Marathon Oil Corp. will continue its enhanced completion design pilots in the Bakken during 2015, limiting drilling to its core Myrmidon area in Mountrail and McKenzie counties.
Eighteen of 42 enhanced completion wells yielded more than a 30 percent increase in cumulative production over the first 60 days, Lee Tillman, Marathon president and CEO said in a February conference call. “This material change in early production is clearly very encouraging, and we anticipate further updates as the production histories mature,” he said. “In the Bakken we’re aggressively piloting enhanced completions to improve value in this basin.”
By concentrating spending in the Bakken on intensive completions, returns have come at or above 100 percent in all areas, he said. The company has adopted the updated completion practices across the Myrmidon area and in its Hector area in Dunn County in the Middle Bakken and Three Forks intervals.
“We anticipate a combination of improved stimulation designs coupled with increasing spacing density to drive toward the highest value, incrementally improving the recovery efficiency across a drilling unit,” Tillman said.
Marathon has benefited from lower costs as well with an average of $6.2 million to $6.6 million in 2014, reflecting a $1 million reduction per well, and with additional cost savings and high initial production expected, the company is aiming for 20 to 30 percent returns at current commodity pricing, according to Tillman.
Variety in testing
Marathon has drilled its first two spacing pilots with six wells per pad in Hector and Myrmidon, and is currently drilling a third such pad.
Each pilot is comprised of six Middle Bakken and six Three Forks first bench wells per drilling-spacing unit, Tillman said in a November 2014 conference call.
From early on in the pilot program, Marathon has tested a variety of enhanced completion techniques on the wells, Tillman said.
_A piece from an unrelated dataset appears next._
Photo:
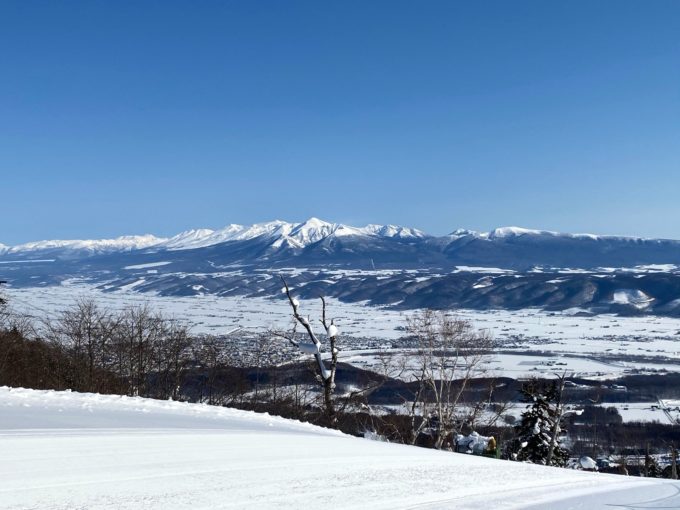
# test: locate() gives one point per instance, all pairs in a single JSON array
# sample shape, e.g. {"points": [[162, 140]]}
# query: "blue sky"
{"points": [[159, 116]]}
By November, the company was specifically testing increased proppant loads ― up to 6 million pounds of proppant per well, Lance Robertson, Marathon vice president of North America production operations said.
“We also tested incremental stages in those wells, surfactants in two or three of those wells, as well as incremental stages adding for small or more finite stage delivery, and then a change in fluid volume, both a decrease and in most cases an increase of fluid volume.”
In the overwhelming majority of those wells, the early response of the 30 day IP was at or above type curve, Robertson said.
U.S. exploration halved
In February the Marathon announced a $3.5 billion capital, investment and exploration budget for the year, down from a $4.3-$4.5 billion budget announced in December, which in turn was a 20 percent drop from 2014.
U.S. exploration spending will be cut by more than half. About 70 percent of the revised budget, or $2.4 billion, will be divided among the three core U.S. plays responsible for the company’s highest returns. Rigs will be reduced from 33 to 18 across the trio of plays by the end of the first quarter, then drop to 14 rigs by the end of the second quarter and maintain that pace for the balance of the year.
Strategic shift
Marathon’s U.S. resource plays now comprise more than half of its E&P production mix.
“That’s a noteworthy increase over the last 12 months,” Tillman said, adding that the resource plays have gone from 43 to 53 percent of the production mix.
“That strategic shift has occurred as we re-shaped our portfolio to concentrate on higher margin, higher return opportunities … and consistently executed across the resource plays, delivering value with that growth.”
“The current low commodity price environment only serves to underscore the importance of subsurface quality and execution at scale,” he said. “We have a deep inventory of resource play opportunities supported by compelling single well economics that are robust across a broad range of prices and that are further advantaged by capturing efficiencies and service cost reductions.”
Even with announced rig reductions, 2015 fourth quarter exit rates for the resource plays will be up relative to 2014 exit rates, he said.
“In the Eagle Ford, we’ll be maintaining execution scale on our highest return wells ― however, at a reduced level. … In the Bakken, we’ll be high-grading to the Myrmidon while continuing to pilot test completion designs and downspacing … and in the Oklahoma Resource Basins, our focus will be to protect our valuable acreage position and be prepared to step up execution as prices recover and cash flows allow,” Tillman said.
In addition to its North American operations, Houston-based Marathon has activity in Europe, the Middle East and Africa.